Mais qu’est-il arrivé à l’ancien chef des White Stripes ? C’est quoi son nouvel album solo, fou et furieux peur de l’aube, c’est le nom ? Que s’est-il passé pour que le roi du garage, prisonnier jusqu’à présent d’un certain classicisme rock, s’amuse à bouleverser tous les dogmes, à brouiller toutes les pistes avec tant de fureur ?

Lui, l’amateur de disques vinyles, le puriste du matériel analogique vintage, celui qui n’a jamais eu de téléphone portable, aurait-il décidé d’entrer dans la modernité en avançant le curseur vers l’avenir du rock ? C’est ce qu’on se demande à l’écoute de cet album survolté avec lequel Jack White frotte sa guitare avec du rap, du dub et, surtout, des synthétiseurs et des samples. On ne sait pas si c’est l’avenir du rock mais en tout cas c’est un super coup de pied aux fesses et aux tympans qui ne ralentit jamais.
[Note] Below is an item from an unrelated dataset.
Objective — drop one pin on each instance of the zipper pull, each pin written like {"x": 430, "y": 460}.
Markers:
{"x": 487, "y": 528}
Son dernier album solo, champ d’application de la pension (2018), n’a pas laissé de souvenir indélébile. Sans grande conviction, il affichait déjà cet appétit d’expérimentation, brisant les frontières entre rock, hip-hop, jazz et électronique dans des titres comme respect commandant Station de glace Zebraqui le vit même oser rapper pour la première fois.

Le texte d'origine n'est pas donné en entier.